Despite vehement opposition through e-mails and protests prior to his UF appearance, Dr. Jack Kevorkian was met with applause and cheers as he discussed criminal-system reform and what he deemed the most important U.S. amendment at the O'Connell Center on Tuesday night.
The speech was postponed for half an hour because the audience of roughly 5,000 people took longer than expected to pack themselves into the venue.
Kevorkian couldn't discuss euthanasia in detail because it would violate his parole terms, he told the audience. His lawyer looked on as he spoke.
But Kevorkian did mention assisted suicide's frequent and accepted use in ancient Greece and Rome.
"I think they were way ahead than we are now," he said.
Today, the government - not the medical community - decides which health practices are acceptable, he said.
"You can't dictate medical procedures by law," Kevorkian said. "They change all the time."
He expressed his disapproval of the legal system, particularly punishment by imprisonment.
The United States needs a more humane legal system, he said.
He suggested a sanctuary system, in which a person accused of a crime is permitted to work out a deal with the victim and his family in private.
Imprisonment is a violent punishment, Kevorkian said, and "violence breeds counter-violence."

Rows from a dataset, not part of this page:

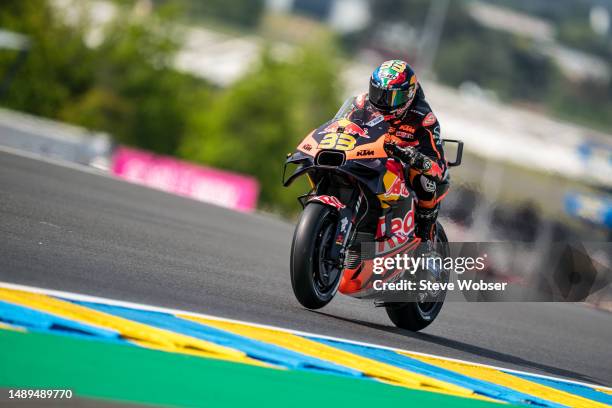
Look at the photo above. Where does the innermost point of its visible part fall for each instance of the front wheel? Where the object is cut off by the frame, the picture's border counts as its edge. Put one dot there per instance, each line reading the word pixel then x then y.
pixel 314 277
pixel 415 316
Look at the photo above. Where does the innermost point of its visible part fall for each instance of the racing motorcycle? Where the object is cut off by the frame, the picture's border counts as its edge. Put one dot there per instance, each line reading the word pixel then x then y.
pixel 358 208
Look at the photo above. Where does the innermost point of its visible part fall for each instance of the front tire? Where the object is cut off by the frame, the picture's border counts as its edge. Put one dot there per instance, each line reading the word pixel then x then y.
pixel 313 278
pixel 415 316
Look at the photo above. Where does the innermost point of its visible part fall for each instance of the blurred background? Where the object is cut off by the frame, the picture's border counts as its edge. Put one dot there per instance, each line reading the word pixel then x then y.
pixel 234 85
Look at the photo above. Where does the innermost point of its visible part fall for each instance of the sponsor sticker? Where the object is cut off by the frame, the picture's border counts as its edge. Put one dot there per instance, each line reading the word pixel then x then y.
pixel 429 120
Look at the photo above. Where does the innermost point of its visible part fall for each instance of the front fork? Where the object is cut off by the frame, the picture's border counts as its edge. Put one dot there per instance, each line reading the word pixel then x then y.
pixel 346 226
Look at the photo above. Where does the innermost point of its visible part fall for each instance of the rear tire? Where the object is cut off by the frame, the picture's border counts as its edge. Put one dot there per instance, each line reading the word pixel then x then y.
pixel 313 234
pixel 415 316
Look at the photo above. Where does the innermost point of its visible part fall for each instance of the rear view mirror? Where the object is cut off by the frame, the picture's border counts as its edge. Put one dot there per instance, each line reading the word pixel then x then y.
pixel 456 150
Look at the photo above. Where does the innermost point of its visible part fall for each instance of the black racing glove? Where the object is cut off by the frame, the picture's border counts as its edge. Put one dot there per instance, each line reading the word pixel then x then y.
pixel 410 156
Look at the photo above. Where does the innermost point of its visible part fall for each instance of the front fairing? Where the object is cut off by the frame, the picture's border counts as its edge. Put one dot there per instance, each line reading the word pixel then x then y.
pixel 359 134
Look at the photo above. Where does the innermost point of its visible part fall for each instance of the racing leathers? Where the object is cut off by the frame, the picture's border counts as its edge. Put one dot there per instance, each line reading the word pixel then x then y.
pixel 414 139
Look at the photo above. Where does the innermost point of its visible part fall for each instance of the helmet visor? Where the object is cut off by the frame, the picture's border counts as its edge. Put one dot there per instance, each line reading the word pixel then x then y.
pixel 388 98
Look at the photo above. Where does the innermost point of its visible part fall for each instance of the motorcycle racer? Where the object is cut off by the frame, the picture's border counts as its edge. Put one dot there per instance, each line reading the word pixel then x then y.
pixel 414 137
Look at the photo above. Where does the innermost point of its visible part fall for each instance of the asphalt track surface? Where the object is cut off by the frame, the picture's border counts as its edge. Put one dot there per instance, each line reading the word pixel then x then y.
pixel 67 229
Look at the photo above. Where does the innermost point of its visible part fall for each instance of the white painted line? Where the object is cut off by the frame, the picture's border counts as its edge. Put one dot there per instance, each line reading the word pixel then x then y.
pixel 140 306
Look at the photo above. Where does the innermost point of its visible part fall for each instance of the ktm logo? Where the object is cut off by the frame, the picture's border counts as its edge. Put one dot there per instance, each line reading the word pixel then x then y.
pixel 407 128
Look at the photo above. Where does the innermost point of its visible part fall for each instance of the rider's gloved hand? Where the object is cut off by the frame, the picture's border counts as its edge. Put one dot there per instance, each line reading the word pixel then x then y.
pixel 409 155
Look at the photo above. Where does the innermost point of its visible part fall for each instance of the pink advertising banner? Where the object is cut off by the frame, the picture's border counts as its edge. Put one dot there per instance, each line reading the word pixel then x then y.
pixel 206 184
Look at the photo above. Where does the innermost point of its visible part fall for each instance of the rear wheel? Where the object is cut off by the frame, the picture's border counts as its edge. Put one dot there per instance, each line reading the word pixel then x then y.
pixel 314 277
pixel 416 316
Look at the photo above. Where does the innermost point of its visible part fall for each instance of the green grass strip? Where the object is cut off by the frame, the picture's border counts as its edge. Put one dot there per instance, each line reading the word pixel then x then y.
pixel 99 369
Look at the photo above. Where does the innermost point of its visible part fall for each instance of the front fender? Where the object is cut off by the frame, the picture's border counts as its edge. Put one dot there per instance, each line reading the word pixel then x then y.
pixel 328 200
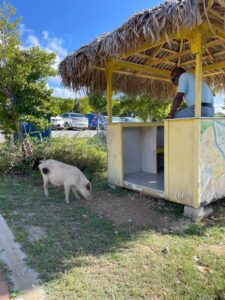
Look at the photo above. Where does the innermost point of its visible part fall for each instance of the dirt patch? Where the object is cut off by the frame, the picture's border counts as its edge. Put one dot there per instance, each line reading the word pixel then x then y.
pixel 133 208
pixel 35 233
pixel 218 250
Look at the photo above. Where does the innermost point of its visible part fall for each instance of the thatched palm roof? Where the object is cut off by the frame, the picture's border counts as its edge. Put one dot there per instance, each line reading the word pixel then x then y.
pixel 150 38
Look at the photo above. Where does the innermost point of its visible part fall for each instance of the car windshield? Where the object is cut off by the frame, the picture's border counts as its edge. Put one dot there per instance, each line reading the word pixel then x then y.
pixel 116 119
pixel 76 116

But he said the biggest problem with the law is its failure to follow the Ninth Amendment.
The amendment, authored by James Madison, the fourth American president, states that U.S. citizens have other rights not listed in the Constitution.
"All law can do is stop you from the right you have naturally," he said. "That amendment is the greatest power in the world."
Because the amendment is often ignored, society has become "tyrannized and sheep-like," Kevorkian added as he waved his fists in the air.
Not all of Kevorkian points were met with support. He evoked a mixture of applause and boos when he spoke out against the voting system.
"Everyone should refuse to vote," he said. "That'll send the tyrant a message."
Using the 2000 presidential election as an example, Kevorkian said presidents are not elected but, rather, appointed.
Black people are the only citizens in the United States with power, he said.
"They're acutely aware of their loss of rights," he said, using slavery as his prime example.
White people must learn to unite, Kevorkian added. When he was booed as he derided various aspects of the law, comparing the United States to Nazi Germany, Kevorkian echoed the sounds of booing into his microphone. At the end of his speech, the audience granted him a standing ovation.
During the question-and-answer session after his speech, Kevorkian said he helped kill about one out of every five patients who asked to die. The ones he turned away didn't show enough medical evidence to justify ending their lives, he said.
Katie Schweiss, an English senior and supporter of Kevorkian, said she was surprised at the speech.
"That was insane," Schweiss said, laughing. "It was not at all what I expected."
Kelly DeLucia, a UF business graduate student, said she's not a Kevorkian supporter, but she's not against his ideas either.
"It was interesting to try to understand his thought process and his belief system," DeLucia said.